Much of the colonial splendour of Potosi is still apparent. The enormous mint built in Potosi, which flooded the world with Potosi coins, is a magnificent building occupying a whole block. Close by it towers the cathedral, one of the more than 80 churches built with Potosi silver. At its height Potosi had its own school of art, and its influence can be seen everywhere, in the blending of the high art of Europe with traditional American forms and styles. Uncoiling out from the central plaza and the cathedral is the demented grid of Potosi’s colonial streets; narrow, twisting alleys that spill out into plazas and churchyards before winding on, a patchwork of faded colours and chipped facades. Given how much wealth Potosi produced, little of it is in evidence in the private houses of colonial Potosi. Those that made their fortunes tended to move on to more hospitable climates and lands like Sucre or (comparatively speaking) La Paz, or to more distant cities in the Americas and Europe. Still, traces of the former wealth of the city can be seen in the grand balconies and porticos that look down on the streets.
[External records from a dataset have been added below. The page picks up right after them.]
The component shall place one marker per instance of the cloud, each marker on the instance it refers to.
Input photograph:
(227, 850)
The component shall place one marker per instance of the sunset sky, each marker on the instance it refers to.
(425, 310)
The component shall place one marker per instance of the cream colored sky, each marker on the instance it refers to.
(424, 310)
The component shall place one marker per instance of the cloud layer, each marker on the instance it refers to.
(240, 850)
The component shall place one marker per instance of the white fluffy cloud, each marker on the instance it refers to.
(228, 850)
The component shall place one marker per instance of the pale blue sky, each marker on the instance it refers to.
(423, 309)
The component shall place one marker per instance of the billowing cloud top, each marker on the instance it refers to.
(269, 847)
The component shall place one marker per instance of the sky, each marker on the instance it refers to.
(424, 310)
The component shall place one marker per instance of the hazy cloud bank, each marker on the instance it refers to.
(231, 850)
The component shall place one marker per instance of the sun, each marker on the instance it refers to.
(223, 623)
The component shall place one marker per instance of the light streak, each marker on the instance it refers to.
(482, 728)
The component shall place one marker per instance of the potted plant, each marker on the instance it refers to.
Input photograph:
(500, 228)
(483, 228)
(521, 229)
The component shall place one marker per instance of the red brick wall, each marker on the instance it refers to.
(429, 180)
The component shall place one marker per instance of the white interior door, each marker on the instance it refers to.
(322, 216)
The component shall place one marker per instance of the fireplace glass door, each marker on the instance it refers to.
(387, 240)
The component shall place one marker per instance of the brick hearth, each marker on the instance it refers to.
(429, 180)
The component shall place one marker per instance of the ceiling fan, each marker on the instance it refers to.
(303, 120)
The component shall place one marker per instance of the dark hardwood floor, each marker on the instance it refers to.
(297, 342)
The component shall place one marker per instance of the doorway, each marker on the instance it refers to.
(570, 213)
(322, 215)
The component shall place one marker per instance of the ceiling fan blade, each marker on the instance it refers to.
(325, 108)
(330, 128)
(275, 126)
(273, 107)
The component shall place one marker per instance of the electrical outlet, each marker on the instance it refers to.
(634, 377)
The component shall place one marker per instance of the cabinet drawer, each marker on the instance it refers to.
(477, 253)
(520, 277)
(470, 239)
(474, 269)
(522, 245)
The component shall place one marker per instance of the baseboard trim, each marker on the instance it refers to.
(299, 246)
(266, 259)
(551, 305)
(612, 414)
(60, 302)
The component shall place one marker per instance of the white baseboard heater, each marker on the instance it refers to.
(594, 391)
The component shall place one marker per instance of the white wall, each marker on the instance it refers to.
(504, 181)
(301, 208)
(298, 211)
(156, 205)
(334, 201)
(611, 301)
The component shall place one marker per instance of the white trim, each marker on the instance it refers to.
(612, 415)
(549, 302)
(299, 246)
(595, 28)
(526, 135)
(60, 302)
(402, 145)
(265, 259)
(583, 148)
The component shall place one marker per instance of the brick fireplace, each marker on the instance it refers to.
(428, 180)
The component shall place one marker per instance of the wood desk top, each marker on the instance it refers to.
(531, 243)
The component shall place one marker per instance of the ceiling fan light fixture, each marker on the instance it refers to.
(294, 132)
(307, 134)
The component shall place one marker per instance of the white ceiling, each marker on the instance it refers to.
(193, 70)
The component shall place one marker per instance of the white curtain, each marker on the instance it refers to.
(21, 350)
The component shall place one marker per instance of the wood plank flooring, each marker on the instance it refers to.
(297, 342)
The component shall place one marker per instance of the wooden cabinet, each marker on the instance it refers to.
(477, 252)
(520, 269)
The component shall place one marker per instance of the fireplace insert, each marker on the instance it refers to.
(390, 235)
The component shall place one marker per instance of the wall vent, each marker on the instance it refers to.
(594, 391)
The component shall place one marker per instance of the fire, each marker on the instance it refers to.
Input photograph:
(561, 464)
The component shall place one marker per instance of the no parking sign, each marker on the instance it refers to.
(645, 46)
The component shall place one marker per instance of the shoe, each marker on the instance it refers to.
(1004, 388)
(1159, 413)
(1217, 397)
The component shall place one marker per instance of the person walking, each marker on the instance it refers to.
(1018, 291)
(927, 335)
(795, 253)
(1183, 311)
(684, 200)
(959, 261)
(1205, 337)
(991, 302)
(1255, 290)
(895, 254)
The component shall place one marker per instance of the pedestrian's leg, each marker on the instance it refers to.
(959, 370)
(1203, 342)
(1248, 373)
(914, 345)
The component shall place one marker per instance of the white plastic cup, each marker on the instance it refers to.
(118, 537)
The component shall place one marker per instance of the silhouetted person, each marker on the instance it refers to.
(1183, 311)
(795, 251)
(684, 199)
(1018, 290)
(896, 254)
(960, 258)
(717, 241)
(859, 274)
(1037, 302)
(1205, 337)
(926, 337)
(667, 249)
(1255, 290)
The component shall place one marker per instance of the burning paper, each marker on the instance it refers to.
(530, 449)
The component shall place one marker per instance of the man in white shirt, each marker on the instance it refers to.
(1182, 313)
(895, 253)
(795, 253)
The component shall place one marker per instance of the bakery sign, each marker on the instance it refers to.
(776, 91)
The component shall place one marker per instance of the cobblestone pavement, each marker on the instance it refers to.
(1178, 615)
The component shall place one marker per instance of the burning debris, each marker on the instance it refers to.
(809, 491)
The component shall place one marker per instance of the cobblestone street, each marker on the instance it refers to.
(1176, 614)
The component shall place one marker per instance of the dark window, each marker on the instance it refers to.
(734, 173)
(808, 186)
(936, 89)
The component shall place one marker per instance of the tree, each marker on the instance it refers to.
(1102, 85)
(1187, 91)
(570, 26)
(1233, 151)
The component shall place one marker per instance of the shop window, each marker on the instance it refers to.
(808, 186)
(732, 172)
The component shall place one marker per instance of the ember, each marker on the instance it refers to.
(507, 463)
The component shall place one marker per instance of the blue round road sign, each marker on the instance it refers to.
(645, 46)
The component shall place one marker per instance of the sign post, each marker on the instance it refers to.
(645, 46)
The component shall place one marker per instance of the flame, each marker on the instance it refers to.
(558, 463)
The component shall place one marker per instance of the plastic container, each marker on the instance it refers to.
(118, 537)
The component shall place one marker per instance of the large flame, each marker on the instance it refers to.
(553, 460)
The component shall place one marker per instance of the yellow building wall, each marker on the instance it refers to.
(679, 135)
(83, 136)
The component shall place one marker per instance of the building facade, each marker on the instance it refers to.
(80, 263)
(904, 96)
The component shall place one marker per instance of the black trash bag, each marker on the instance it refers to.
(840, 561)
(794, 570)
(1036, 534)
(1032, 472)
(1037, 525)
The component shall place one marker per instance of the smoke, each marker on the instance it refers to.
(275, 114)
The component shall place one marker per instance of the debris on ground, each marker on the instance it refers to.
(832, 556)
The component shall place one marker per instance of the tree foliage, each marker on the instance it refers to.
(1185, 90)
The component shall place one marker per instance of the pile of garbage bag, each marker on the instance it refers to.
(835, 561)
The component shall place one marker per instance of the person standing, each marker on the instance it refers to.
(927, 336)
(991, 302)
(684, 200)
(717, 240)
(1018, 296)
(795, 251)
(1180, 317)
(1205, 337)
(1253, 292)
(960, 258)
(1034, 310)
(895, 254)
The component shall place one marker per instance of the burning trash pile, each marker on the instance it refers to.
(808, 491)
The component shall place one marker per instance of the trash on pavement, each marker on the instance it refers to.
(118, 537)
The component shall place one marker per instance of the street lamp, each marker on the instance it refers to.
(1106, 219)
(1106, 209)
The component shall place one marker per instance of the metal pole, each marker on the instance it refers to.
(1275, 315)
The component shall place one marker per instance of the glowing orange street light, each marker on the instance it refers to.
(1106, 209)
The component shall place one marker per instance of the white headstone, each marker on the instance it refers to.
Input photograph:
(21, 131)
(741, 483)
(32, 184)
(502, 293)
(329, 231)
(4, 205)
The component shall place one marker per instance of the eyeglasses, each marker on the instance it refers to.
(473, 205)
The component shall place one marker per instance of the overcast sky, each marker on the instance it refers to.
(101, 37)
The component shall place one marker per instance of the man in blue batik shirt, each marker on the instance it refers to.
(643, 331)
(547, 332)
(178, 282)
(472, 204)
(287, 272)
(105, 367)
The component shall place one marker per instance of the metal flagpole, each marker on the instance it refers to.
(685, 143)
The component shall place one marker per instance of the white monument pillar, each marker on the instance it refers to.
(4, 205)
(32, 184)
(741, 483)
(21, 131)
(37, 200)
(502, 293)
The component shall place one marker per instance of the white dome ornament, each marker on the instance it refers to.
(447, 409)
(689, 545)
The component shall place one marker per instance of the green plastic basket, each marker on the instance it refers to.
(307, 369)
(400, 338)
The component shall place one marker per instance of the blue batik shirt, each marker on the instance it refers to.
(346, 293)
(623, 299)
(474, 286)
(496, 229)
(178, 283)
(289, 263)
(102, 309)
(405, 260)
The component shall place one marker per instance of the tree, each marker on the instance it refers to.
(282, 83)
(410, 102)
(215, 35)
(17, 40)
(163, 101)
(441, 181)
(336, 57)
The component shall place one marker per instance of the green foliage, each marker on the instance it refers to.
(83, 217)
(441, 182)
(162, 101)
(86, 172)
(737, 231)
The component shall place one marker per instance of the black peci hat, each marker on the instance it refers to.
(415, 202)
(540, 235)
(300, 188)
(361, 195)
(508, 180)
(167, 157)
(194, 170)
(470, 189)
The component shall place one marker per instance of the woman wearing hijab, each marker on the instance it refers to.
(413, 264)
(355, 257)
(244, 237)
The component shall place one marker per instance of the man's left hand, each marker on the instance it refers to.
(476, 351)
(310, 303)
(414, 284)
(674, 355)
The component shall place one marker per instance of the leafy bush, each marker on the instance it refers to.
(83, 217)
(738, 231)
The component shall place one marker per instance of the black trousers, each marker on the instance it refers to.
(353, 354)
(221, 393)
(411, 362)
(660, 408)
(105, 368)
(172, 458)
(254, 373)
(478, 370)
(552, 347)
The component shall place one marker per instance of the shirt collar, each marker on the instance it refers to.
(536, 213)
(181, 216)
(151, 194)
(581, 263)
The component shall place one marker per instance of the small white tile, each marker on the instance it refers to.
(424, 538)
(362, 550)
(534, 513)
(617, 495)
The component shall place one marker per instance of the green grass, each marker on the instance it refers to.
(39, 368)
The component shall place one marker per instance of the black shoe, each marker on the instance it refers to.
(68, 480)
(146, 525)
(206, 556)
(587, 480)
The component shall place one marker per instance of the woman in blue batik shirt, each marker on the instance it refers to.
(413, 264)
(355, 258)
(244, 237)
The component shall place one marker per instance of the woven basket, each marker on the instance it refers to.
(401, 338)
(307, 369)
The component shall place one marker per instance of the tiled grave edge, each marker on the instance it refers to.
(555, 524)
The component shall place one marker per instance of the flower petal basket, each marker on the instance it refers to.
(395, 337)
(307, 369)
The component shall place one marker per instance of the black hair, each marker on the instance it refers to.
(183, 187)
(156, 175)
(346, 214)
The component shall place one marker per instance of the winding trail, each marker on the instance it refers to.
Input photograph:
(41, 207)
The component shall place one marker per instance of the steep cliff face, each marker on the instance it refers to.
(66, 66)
By the 19thcentury Potosi was in a steep decline. The purest veins of the Cerro Rico had all been bled dry, and as the promise of wealth dispersed so did the opportunistic population of the city (as did the reluctant labourer population). As silver was replaced by paper currency its value plummeted, and Potosi became a tin mining town, with none of its former lustre.

Today the ore still hacked from the mountain contains trace amounts of silver, lead and tin, and it takes far more work and strain to turn a profit from the mines. Although these metals are still hugely important, most of their refining and exploiting is done overseas, where there is better technology. Only the first stages – mining and basic processing – are done in Potosi. This is enough to keep the city alive, but its population today is half of what it once was. Its former elegance is fading, and although it is still unequivocally a mining town that does not mean what it once did. The outer barrios of the city are a mix of little brick houses and garbage dumps. The mint that once produced one of the world’s first international currencies is now a museum, and Bolivia’s currency is minted in other countries.

There is still a faint trace of the former mingling of the rich and poor, but today the wealthy are tourists, who come to see the mines and the colonial streets. For a city as forgotten as Potosi there is a wealth of gringo facilities in the city. Expensive cafes and bars, earnest clubs and some of Bolivia’s best hostels now fill the facades of the inner city. When the mines eventually run dry Potosi will need to find a new future, a new definition for itself. Tourism could be one way forward, but the city will never again be what it once was.